Esma Moukhtar

Rotterdamse editie van Lost & Found

Verslag van een avond voor verdwaalde beelden en geluiden in het Schieblock in Rotterdam

Lost & Found is te gast tijdens het International Film Festival Rotterdam op locatie aan de Schiekade, waar de webwerkplaats Limboland zich in 3D presenteert.

In de voorruimte, op de begane grond, zijn een ‘pop-up’ bar en restaurant geïnstalleerd, waar we vooraf wat kunnen eten en drinken. Iets na negen uur wordt omgeroepen dat de avond nu echt gaat beginnen en dat ook wie niet speciaal voor Lost & Found gekomen is, voor slechts 5 euro in de achterzaal een plekje kan zoeken, voor een bijzondere avond met verdwaald beeld en geluid

Vergroot

Leni as Junta Das Blaue Licht -

Achter een piano speelt iemand op eigen wijze iets wat zich laat herkennen als Glassworks van Philip Glass, overgaand in een vrije versie van het Canto Ostinato van de Nederlandse componist Simeon ten Holt. Van die lekkere muzak waar je gewoon doorheen mag praten. In het publiek bevinden zich enkele vaste Amsterdamse bezoekers, maar het merendeel bestaat uit Rotterdammers.

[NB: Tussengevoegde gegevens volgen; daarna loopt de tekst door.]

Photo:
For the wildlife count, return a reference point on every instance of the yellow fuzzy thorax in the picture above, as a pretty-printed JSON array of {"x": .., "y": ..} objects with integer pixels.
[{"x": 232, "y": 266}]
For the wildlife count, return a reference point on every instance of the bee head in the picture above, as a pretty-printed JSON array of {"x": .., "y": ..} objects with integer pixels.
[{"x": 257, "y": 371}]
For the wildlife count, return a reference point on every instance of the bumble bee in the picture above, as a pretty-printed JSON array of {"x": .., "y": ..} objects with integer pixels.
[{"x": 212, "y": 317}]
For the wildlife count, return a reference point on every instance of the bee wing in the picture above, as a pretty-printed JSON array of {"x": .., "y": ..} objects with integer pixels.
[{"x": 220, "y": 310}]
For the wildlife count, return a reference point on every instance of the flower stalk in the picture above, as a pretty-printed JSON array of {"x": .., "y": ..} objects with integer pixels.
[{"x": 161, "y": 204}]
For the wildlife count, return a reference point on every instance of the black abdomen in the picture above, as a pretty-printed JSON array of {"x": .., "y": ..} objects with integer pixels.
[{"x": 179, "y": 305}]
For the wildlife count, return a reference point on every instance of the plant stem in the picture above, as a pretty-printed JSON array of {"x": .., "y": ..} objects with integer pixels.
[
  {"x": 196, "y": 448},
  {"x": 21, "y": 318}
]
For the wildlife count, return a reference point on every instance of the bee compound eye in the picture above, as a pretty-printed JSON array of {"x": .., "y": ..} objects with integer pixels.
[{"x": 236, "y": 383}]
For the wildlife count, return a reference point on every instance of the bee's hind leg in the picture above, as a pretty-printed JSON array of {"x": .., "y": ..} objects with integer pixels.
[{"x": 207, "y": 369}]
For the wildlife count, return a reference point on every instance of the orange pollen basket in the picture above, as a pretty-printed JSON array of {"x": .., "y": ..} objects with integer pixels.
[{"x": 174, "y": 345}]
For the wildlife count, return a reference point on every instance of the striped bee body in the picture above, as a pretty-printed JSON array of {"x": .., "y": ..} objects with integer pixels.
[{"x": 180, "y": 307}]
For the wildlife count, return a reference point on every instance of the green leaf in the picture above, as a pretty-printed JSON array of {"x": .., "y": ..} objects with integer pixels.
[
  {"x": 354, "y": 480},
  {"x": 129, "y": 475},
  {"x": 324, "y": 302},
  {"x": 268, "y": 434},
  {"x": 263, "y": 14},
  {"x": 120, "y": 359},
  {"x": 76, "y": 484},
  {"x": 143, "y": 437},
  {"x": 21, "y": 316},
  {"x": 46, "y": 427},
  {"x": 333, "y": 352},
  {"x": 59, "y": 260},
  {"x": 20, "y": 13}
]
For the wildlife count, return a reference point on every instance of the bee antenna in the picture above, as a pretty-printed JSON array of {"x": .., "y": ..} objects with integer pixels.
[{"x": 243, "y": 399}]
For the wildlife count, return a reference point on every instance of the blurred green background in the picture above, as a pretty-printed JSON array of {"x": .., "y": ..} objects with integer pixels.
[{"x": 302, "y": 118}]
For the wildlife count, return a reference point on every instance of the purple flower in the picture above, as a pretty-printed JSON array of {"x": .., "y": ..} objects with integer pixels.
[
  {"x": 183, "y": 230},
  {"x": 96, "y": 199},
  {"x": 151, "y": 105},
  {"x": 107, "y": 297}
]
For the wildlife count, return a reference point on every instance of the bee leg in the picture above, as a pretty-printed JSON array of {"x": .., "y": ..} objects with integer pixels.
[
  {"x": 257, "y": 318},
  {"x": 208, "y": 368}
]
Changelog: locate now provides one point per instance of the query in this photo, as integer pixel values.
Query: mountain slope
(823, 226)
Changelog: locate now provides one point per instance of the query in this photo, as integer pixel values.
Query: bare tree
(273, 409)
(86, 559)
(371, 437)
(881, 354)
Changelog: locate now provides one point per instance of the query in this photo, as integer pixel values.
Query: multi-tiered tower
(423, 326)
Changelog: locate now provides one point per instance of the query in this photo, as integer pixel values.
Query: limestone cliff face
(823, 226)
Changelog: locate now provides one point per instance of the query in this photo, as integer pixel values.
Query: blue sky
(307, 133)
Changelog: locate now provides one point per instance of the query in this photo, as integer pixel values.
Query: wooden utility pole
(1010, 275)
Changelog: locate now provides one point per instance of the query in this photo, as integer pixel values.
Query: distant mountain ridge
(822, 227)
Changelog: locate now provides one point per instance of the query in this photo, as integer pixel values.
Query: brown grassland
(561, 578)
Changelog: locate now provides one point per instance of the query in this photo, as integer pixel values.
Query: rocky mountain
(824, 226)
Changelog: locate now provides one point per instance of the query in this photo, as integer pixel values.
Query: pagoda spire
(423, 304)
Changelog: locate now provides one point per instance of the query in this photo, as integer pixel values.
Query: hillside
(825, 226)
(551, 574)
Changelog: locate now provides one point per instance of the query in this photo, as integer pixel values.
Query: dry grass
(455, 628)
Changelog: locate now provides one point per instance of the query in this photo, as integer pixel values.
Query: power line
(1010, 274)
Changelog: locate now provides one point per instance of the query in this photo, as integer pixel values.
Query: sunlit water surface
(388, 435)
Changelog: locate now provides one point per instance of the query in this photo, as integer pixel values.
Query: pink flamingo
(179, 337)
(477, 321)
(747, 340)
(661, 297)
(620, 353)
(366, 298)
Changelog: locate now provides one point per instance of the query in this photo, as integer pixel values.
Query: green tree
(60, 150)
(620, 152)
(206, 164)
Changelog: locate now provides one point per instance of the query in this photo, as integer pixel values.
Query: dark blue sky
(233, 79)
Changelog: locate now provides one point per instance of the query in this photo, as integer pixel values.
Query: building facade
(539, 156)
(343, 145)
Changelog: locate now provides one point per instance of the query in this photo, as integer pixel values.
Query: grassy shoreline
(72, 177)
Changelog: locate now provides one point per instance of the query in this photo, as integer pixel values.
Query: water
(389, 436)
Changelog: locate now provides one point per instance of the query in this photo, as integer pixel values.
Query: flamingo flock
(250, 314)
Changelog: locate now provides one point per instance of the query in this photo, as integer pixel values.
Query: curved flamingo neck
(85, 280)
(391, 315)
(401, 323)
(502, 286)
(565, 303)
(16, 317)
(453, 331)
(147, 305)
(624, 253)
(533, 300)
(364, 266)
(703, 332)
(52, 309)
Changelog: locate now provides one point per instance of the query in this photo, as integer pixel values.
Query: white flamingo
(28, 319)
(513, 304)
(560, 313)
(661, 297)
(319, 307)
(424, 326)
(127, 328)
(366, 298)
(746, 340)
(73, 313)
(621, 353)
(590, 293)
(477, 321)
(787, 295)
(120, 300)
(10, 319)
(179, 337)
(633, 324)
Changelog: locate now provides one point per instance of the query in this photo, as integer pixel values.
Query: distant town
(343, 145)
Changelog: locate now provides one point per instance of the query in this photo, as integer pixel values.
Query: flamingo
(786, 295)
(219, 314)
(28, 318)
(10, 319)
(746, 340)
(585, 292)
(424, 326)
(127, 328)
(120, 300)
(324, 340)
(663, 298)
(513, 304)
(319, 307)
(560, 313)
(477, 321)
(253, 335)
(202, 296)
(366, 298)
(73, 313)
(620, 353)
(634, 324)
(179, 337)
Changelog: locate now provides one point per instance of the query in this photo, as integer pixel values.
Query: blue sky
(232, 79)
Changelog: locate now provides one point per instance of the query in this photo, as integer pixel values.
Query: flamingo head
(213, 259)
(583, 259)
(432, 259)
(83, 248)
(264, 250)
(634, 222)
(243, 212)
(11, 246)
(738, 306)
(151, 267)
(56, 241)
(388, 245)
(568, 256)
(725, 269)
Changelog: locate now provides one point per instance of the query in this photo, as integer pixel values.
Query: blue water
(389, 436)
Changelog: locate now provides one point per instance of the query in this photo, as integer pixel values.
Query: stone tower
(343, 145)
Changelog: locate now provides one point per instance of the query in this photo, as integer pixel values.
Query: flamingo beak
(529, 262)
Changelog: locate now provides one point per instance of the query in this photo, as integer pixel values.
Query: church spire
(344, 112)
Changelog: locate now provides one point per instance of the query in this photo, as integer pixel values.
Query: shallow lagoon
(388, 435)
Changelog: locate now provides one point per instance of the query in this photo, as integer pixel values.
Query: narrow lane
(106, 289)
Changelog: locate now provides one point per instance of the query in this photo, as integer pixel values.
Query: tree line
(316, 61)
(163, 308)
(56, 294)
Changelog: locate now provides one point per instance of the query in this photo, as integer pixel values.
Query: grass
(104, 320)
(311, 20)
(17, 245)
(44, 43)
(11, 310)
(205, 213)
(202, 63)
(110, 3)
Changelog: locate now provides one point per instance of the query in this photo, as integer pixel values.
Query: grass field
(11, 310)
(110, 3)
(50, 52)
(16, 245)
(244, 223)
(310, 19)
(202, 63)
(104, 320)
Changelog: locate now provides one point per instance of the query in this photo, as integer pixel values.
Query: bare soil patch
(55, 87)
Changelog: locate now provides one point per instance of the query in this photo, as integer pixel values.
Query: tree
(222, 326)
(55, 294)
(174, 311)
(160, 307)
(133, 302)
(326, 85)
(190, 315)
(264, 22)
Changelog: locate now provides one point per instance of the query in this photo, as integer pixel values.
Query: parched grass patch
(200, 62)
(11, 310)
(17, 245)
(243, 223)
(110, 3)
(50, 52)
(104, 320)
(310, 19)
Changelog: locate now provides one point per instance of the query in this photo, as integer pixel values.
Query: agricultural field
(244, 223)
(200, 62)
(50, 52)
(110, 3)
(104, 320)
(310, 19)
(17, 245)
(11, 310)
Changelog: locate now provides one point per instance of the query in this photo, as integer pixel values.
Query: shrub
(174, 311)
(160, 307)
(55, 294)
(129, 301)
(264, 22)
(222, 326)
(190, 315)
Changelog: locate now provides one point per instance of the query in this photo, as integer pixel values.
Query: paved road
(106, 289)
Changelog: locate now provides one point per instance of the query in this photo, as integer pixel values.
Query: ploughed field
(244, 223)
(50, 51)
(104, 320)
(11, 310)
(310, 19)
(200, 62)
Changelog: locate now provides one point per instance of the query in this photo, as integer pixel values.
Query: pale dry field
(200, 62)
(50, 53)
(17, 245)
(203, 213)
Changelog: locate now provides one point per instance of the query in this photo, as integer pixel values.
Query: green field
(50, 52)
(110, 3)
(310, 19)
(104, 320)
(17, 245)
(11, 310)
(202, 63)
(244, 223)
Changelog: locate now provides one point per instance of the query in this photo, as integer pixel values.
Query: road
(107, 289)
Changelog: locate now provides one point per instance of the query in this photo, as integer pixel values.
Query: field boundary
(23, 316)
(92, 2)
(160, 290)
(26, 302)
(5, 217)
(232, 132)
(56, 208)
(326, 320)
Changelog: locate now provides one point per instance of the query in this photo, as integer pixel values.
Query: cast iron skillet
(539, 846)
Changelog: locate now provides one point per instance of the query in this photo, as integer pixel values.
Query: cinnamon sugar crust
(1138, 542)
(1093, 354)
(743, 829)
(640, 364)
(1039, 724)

Julia van Mourik stelde deze avond samen met Sasker Scheerder, die zijn Rotterdamse connecties heeft. Om te beginnen de pianoman. De piano waarop hij speelt werd gevonden in de kelder van de ruimte waar we ons bevinden. Sasker vond de bespeler van het oude, na 25 jaar wat ontstemde instrument, in Roeland Doesburg, die doorgaans studenten op de dansacademie begeleidt. Vanavond zal hij de verschillende bijdragen aan elkaar pingelen. Later blijkt dat hij het liefst ook tijdens de bijdragen doorspeelt.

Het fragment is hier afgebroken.